А когда вы начали заниматься с Шендеровичем?
е помню, как это произошло, но вдруг из объятий моих консерваторских наставниц я сразу попала в объятья Шендеровича. Евгений Михайлович Шендерович, с которым я готовилась ко всем конкурсам. И это был человек совершенно фантастического дарования. Но он ужасно не любил репетировать. Он любил только музицировать на сцене. И вот здесь я упивалась импровизацией. Потому что он никогда ничего не требовал, он только хотел музыки, играть, играть, играть. И все, что он играл, было совсем не то, что мы репетировали. Ну и, конечно, я заразилась от него этой болезнью, и то же самое сейчас: когда мы занимаемся с Чачавой, он мне все время говорит: «Елена Васильевна, вы не думайте, что кому-то удастся аккомпанировать так, как я вам аккомпанирую!» — «Это почему?» — «Да потому что всё, что вы репетируете, одно, а на сцене поёте совсем другое. Я с вами уже ко всему готов». Быть свободной в музыке меня научил Шендерович: свободной в такте, свободной во фразе, свободной вдыхании. Так я все больше, больше, больше обретала понятий, что можно делать в музыке. Это все шло от моих пианистов. Потом, после Шендеровича, я попала в муштру Ерохина. Ерохин, конечно, сыграл решающую роль в моем становлении как музыканта, потому что он сам был потрясающий музыкант, потрясающий человек, потому что ему в жизни больше ничего не надо было, как сидеть за роялем, слушать музыку, делать музыку. У него даже не было консерваторского образования. Он заканчивал Консерваторию экстерном, в пожилом возрасте. Но это был музыкант с головы до ног. И он
так знал музыку, так знал репертуар — феноменально! Он очень скромно жил, но какая у него была фонотека! Какие у него были ноты! И он меня заразил музыкой, собиранием нотного материала. Он всюду, куда приезжал на гастроли, где бы мы ни выступали, где бы он ни ездил с Зарой Долухановой или с Верой Давыдовой, он всюду ходил в библиотеки и всюду фотографировал ноты — то, чем я занимаюсь уже десять лет в Японии. Я перефотографировала все ноты, какие только можно.
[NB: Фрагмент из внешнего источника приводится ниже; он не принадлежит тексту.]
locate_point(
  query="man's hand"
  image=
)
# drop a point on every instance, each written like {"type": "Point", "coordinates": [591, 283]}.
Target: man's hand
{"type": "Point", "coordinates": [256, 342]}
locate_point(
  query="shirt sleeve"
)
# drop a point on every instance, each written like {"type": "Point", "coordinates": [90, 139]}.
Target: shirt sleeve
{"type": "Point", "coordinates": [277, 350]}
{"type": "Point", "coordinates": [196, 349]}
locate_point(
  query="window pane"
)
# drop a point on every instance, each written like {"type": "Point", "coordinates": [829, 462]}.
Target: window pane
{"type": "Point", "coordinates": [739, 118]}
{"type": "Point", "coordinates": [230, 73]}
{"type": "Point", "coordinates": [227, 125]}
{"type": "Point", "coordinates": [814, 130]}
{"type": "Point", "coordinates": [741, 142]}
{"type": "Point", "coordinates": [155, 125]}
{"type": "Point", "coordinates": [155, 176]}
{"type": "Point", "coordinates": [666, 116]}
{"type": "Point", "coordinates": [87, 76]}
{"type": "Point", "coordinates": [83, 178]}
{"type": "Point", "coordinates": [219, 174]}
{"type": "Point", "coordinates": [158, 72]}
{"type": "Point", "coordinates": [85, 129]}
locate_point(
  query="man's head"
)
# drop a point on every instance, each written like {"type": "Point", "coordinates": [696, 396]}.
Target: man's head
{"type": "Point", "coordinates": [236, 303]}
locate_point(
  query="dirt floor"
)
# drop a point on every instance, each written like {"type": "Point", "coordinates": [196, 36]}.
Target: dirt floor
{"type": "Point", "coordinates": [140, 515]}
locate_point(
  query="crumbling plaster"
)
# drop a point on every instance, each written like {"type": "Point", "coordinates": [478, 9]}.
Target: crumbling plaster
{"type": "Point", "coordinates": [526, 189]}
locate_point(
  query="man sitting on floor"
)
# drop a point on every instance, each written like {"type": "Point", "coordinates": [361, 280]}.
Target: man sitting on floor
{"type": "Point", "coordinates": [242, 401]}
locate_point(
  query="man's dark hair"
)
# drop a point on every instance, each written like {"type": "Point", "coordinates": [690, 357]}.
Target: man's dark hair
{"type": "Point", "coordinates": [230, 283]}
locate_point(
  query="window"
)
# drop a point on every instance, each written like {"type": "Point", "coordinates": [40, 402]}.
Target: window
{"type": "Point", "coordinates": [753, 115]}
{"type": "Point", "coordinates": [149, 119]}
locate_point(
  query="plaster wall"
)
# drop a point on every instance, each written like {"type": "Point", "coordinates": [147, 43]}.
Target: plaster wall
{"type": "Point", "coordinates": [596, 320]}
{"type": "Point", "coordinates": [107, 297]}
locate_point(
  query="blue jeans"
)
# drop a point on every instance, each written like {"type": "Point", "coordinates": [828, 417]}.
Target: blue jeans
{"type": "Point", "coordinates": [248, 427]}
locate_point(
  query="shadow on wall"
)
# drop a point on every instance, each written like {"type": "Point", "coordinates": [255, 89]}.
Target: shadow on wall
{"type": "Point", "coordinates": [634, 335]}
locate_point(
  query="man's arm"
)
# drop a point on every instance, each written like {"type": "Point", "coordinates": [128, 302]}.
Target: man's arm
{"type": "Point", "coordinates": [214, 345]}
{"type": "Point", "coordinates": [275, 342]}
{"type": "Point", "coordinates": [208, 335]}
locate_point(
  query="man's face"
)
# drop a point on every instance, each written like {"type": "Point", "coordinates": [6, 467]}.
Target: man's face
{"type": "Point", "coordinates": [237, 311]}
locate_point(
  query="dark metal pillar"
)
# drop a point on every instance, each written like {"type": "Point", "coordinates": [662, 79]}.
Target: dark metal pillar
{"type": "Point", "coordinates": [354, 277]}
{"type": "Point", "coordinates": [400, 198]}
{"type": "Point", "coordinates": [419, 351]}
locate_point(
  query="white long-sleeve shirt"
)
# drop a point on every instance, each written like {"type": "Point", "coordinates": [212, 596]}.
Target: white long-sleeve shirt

Там потрясающие библиотеки, где есть все, что есть в мире. Редко-редко случается: я что-то прошу, а у них нет. И еще Ерохин меня заразил собиранием дисков. И теперь у меня такая сумасшедшая задача: я скупаю эти диски, безумное количество музыки слушаю, часами, особенно в Японии, когда я прихожу домой и уже больше не могу говорить. Я слушаю в бессознательном состоянии, что дает мне колоссальную фантазию в мыслях. Потому что я уже ничего не соображаю, я только плыву по этой музыке, и где мне музыка помогает плыть, ту музыку я и хочу петь.